Gloria’s bright eyes were full of tears. She slipped her hand in that of the boy and said:
“But maybe she would have died all the same. My mother had everything in the world, and she died. But you know neither of them really died; they went to heaven.”
“Yes,” said the boy, in a low tone.
“Now, ain’t grown people queer, David Lindsay?”
“How?”
“The way they talk. They will say one minute a man has died and gone to heaven, and the next minute they will say he is buried in such a church-yard. Now, how can he be in heaven and in the ground at the same time?”
“I don’t know. It is a great mystery,” said the boy, gravely.
“I don’t like mysteries. I don’t. They always make me feel as if I was in a cellar, or some dark place and in danger. And what is more, I don’t believe in them. I don’t believe my father and mother are buried in the ground. I believe they both went out to heaven before that which they used to live in was put in the ground. And, somehow, inside of myself I know it is so. Do you like to read, David Lindsay?” she asked, abruptly.

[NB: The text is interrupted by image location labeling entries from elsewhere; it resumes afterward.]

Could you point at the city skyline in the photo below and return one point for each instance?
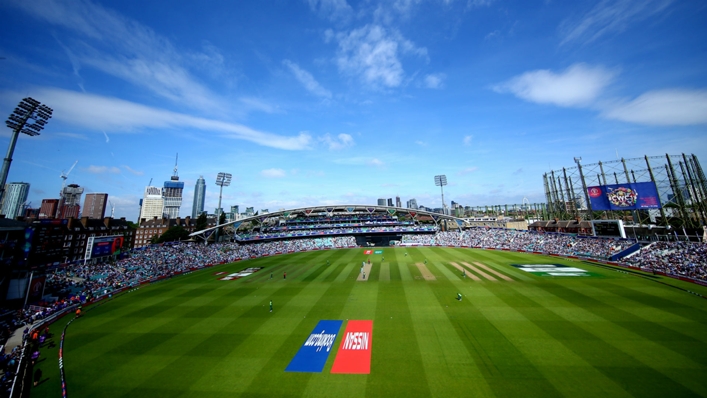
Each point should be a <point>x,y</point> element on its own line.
<point>330,101</point>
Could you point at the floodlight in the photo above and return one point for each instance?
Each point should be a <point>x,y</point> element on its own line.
<point>28,109</point>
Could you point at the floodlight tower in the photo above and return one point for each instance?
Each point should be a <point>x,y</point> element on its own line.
<point>441,181</point>
<point>27,109</point>
<point>222,180</point>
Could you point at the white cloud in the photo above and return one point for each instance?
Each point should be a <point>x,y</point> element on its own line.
<point>254,103</point>
<point>102,170</point>
<point>434,80</point>
<point>468,170</point>
<point>126,49</point>
<point>609,16</point>
<point>72,135</point>
<point>273,173</point>
<point>307,80</point>
<point>372,53</point>
<point>578,85</point>
<point>340,142</point>
<point>132,171</point>
<point>662,107</point>
<point>112,114</point>
<point>331,9</point>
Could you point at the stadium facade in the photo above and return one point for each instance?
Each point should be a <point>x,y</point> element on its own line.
<point>679,182</point>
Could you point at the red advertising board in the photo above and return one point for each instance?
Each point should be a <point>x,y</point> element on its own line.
<point>354,356</point>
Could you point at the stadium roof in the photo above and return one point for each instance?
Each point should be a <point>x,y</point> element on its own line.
<point>333,210</point>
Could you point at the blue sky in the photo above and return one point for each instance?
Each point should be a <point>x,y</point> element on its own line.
<point>312,102</point>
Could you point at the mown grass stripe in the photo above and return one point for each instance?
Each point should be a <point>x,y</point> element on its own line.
<point>624,369</point>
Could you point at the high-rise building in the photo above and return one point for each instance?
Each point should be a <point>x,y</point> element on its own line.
<point>49,208</point>
<point>70,203</point>
<point>172,195</point>
<point>94,205</point>
<point>14,199</point>
<point>199,197</point>
<point>152,203</point>
<point>412,204</point>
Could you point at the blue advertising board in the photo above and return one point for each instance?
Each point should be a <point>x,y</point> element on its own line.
<point>313,354</point>
<point>636,196</point>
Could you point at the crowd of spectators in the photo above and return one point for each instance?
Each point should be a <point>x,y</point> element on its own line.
<point>678,258</point>
<point>153,262</point>
<point>77,283</point>
<point>277,234</point>
<point>530,241</point>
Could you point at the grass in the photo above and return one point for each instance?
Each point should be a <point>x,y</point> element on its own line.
<point>609,334</point>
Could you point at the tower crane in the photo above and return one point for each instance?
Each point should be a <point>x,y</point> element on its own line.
<point>64,177</point>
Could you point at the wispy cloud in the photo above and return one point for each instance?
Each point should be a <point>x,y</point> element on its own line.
<point>259,105</point>
<point>132,171</point>
<point>102,170</point>
<point>609,16</point>
<point>273,173</point>
<point>468,170</point>
<point>112,114</point>
<point>307,80</point>
<point>663,108</point>
<point>331,9</point>
<point>360,161</point>
<point>578,85</point>
<point>126,49</point>
<point>72,135</point>
<point>434,80</point>
<point>340,142</point>
<point>372,53</point>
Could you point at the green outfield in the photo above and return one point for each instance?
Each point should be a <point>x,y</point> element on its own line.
<point>593,332</point>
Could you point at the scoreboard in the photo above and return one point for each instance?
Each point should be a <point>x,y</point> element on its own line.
<point>609,228</point>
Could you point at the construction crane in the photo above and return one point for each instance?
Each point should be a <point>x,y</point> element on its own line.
<point>64,177</point>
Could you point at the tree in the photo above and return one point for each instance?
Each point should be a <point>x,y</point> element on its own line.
<point>201,222</point>
<point>173,234</point>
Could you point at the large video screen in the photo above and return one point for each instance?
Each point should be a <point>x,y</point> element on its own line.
<point>636,196</point>
<point>106,246</point>
<point>609,228</point>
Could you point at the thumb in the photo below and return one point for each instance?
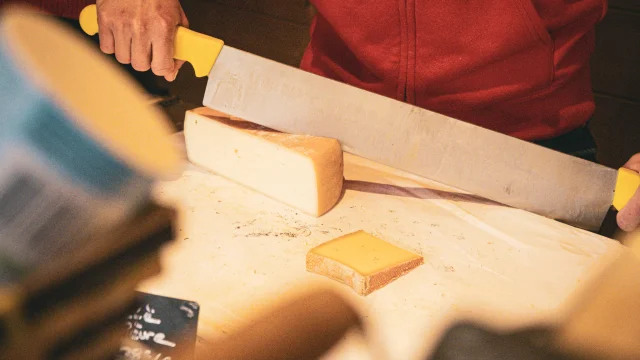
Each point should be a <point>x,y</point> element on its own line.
<point>184,22</point>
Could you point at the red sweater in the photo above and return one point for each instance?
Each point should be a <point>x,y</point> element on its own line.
<point>63,8</point>
<point>520,67</point>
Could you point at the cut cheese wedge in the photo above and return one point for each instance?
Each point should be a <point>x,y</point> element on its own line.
<point>361,261</point>
<point>304,172</point>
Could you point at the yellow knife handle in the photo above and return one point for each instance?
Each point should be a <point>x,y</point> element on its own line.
<point>626,185</point>
<point>198,49</point>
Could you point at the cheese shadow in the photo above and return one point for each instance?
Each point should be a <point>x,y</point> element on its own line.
<point>413,192</point>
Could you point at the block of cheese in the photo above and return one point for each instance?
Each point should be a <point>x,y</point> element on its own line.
<point>361,261</point>
<point>304,172</point>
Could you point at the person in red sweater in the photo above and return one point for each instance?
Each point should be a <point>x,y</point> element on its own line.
<point>520,67</point>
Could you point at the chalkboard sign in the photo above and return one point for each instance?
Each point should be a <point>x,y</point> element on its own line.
<point>167,328</point>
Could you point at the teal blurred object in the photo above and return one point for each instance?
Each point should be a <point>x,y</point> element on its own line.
<point>58,183</point>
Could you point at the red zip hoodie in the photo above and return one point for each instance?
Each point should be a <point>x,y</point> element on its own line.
<point>520,67</point>
<point>64,8</point>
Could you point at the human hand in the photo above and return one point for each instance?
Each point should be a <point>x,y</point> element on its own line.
<point>629,217</point>
<point>141,33</point>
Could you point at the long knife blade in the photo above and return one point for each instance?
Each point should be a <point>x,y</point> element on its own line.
<point>425,143</point>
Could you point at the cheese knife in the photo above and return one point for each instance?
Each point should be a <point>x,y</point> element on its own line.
<point>465,156</point>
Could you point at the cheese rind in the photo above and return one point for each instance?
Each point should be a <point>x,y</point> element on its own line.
<point>362,261</point>
<point>304,172</point>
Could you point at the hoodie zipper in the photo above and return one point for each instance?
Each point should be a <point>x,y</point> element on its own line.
<point>406,77</point>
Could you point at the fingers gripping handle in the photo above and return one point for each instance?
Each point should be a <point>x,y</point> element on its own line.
<point>626,186</point>
<point>198,49</point>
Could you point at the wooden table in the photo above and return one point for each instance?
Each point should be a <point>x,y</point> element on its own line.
<point>238,251</point>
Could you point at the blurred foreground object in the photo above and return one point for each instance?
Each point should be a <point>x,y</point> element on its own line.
<point>79,145</point>
<point>80,148</point>
<point>75,307</point>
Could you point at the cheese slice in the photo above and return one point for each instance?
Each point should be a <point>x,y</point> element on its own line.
<point>304,172</point>
<point>361,261</point>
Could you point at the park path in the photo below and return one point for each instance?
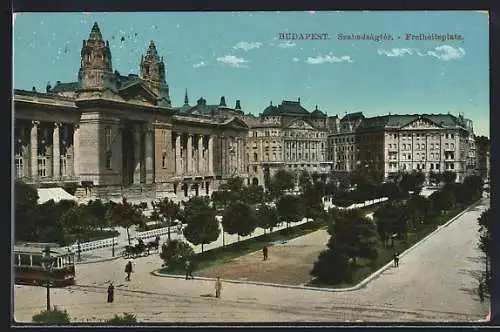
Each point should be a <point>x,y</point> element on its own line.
<point>435,282</point>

“Yes; I learned to read and write at St. Inigoes parish school; but I have no books except Webster’s Spelling Book, and I know every word of that by heart, even the fables.”
“Oh, then I can bring you ever so many books. I have a bookcase full, all of my own, in my room, and uncle has a great room full, from the floor up to the ceiling, all around the walls, you know.”
“That is very good of you. I do thank you. You are the little girl that lives up in the house, then—Colonel de Crespigney’s niece?”
“Yes—no. I mean I am Madame de Crespigney’s niece; though, do you know, it seems so strange, I always feel as if he was more kin to me than she is!”
“I suppose you love him best; that must be the reason. Well, everybody loves Colonel de Crespigney. I know I do. He took me on to work here out of kindness, I am sure, for he couldn’t really want me, you see, so many colored people as he has!”
“He is very, very good, and very unhappy. Where do you live, David Lindsay?” she inquired, with the sudden transition of a child’s thoughts.
“Do you see that little, tiny bit of an island out there by itself?” he said, rising and pointing eastward.
“What!—that little sandbank?” she exclaimed in surprise.
“Yes, there is a house on it.”
“A mere shed.”
“We live in it, grandmother and I. And we have chickens and ducks, and a little bit of a garden, with a made soil, where we raise radishes and lettuce and cabbage and potatoes.”
“No flowers?”
“Oh, yes; a red rose-bush, and a white rose-bush, and pinks, and pansies and larkspurs.”
“Oh, that is pretty! Is your grandmother nice?”
“Oh! I tell you!” heartily answered the boy.
“Would she let me come to see her?”
“Why, of course she would, and glad!”
“Well, then, will you take me over there to see your grandmother, David Lindsay?”
“Yes, indeed, that I will, if your uncle will let you go.”